GamesBeat: So the precedent here is kind of like Warner and EA.
Ballard: Yeah. That’s not a bad analogy.
GamesBeat: How large do you think you’re going to grow the studio?
Ballard: The one thing I’ve learned at Warner is that growth is dependent on success. Assuming we are successful — and I believe that we will be — I expect us to have 80 to 100 people in 2014. We’ll grow from there. One of the pillars of Warner’s strength is its capability to quickly follow growth. If we find something that’s working, resources are almost miraculously made available, compared to the difficulty in the Valley. With Warner, success breeds all the resources you need.
GamesBeat: Even the choice of the studio location now is getting interesting. Why does San Francisco make sense? It seems like it’s getting awfully crowded with game companies here.
Ballard: It is. If you throw a dart out the window here, you’d probably hit a game company employee. That’s a big part of it, though. We wanted to be in a place where gamers have lunch with other gamers. When people go out at the end of the day, they’re having cocktails with their friends and they’re talking about the best way of acquiring customers at lower costs. There’s such a fervent ferment of discussion and culture around games right now. It’s hard to not be here and then claim that you’re plugged in to the gaming world.

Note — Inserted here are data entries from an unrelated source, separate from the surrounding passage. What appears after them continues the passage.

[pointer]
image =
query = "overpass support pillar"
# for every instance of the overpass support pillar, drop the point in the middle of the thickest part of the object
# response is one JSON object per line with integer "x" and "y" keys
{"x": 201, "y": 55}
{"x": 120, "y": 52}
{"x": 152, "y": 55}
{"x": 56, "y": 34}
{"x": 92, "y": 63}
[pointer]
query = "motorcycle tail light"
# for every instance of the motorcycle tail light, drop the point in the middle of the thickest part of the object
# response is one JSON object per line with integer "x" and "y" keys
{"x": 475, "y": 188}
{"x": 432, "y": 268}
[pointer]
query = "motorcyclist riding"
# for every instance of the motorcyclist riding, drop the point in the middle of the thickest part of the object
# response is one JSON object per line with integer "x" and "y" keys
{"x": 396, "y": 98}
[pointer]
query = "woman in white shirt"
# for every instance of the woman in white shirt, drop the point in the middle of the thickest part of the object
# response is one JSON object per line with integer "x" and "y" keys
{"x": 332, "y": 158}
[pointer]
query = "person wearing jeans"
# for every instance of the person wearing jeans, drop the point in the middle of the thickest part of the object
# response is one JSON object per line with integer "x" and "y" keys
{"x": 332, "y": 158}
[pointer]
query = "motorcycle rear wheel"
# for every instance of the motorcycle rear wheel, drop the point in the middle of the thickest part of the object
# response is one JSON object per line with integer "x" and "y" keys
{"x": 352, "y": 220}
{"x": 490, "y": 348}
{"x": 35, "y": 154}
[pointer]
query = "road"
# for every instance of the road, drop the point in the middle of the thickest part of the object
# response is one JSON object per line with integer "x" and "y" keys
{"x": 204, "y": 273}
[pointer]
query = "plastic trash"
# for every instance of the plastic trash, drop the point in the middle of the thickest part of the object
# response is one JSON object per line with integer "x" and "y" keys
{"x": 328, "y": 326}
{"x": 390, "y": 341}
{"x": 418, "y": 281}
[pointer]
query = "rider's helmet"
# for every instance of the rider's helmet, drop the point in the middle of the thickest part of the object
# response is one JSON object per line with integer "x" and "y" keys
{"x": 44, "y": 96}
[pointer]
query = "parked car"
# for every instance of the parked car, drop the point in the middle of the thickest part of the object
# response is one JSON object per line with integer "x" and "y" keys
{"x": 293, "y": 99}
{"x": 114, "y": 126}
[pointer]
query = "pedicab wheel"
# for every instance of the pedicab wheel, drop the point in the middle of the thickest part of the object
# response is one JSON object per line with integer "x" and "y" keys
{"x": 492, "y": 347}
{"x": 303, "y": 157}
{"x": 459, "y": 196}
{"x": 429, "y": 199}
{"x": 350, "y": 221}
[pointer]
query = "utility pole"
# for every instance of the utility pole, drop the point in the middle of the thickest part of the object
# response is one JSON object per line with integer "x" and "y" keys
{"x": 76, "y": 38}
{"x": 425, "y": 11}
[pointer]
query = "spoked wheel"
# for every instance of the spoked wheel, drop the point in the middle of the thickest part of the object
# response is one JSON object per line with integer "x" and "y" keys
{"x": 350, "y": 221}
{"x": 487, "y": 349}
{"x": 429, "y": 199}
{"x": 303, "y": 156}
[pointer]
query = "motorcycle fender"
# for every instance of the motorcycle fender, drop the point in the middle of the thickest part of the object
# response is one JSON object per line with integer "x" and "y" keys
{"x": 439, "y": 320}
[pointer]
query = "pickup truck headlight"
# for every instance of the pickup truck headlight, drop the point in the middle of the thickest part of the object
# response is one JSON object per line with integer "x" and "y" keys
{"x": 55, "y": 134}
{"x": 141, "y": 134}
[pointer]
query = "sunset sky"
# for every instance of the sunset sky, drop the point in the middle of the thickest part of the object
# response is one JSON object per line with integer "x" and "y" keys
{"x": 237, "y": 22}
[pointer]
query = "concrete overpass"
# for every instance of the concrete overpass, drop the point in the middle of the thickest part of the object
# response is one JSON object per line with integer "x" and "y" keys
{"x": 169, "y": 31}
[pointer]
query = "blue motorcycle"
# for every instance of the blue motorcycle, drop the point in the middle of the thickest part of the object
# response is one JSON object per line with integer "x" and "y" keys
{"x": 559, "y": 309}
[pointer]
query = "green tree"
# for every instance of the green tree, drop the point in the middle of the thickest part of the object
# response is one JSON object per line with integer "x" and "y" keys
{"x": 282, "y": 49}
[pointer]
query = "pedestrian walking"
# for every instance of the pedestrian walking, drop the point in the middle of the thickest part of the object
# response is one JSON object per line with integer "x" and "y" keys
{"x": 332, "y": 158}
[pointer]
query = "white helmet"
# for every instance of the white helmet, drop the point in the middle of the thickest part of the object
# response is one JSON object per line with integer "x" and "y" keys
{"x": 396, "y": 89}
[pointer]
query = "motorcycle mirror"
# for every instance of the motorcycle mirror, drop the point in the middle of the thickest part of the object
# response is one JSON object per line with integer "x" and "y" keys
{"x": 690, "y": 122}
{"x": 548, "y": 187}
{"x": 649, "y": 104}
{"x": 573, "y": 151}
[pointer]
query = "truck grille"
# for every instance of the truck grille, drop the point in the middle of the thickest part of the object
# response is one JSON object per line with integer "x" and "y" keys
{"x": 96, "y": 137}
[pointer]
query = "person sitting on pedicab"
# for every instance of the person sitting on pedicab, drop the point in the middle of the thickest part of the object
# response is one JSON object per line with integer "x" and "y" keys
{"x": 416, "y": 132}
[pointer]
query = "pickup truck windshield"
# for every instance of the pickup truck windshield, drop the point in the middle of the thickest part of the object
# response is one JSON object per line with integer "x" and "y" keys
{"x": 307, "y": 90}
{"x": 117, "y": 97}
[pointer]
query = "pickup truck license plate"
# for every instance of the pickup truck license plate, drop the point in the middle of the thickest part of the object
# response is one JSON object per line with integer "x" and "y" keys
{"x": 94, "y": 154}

The argument that I made to the folks at Warner was that by being here, it would be easier to recruit, but more important, the people we would be able to attract would be more plugged into the very fast-moving, ever-changing dynamic of this marketplace. We’re also closer to all of the key partners — the Googles and the Apples and the publishing partners like Kabam. There are lots of reasons to be up north. Here, right now, has a very special mix of things that make it attractive.
GamesBeat: I’m wondering whether we’re seeing a bigger talent war in this region, because of the many layoffs at the traditional studios. A lot of people are actually available. Two different big trends are going on, and I’m not sure whether it’s making it a good place to set up a studio or a just a very competitive one.
Ballard: I think it’s going to be good, because you’re right. A lot of people are realizing that the company they may have started this adventure with is losing momentum. We’re now seeing the sorting-out of the winners and the losers. The losers, many times, have lost not because of anything other than bad luck, or maybe one or two bad decisions along the way. The talent that they have can easily compare to the talent at the companies that have won.
For us, we think that this is a good opportunity to come in and attract people who may be looking more for stability in their next job and not so much for chasing after stock options. It’s good timing for us, to come in and tell the story of stability, of growth, of the chance to work on great brands for gamers. We think we offer the prospect of having a lot of success and a great career at Warner. So far, by the way, in my two days of discussions with people who have become aware of this, we have a lot of interest in working for the company.
GamesBeat: Do you guys have some particular titles in mind, or platforms? Is mobile going to be your first target?
Ballard: We’ll do mobile out of the box. It’s something I know well. It’s something we aren’t doing with the free-to-play model anywhere else in our Warner system, with some small exceptions. There’s a big opportunity for us to prove ourselves by doing a good, strong first offering. We’ve not decided which games are going to be first, however. A lot of that is going to depend on the people we attract. Are they more casual? Are they core? Are they 3D or 2D? We have a lot of choices to make along the way.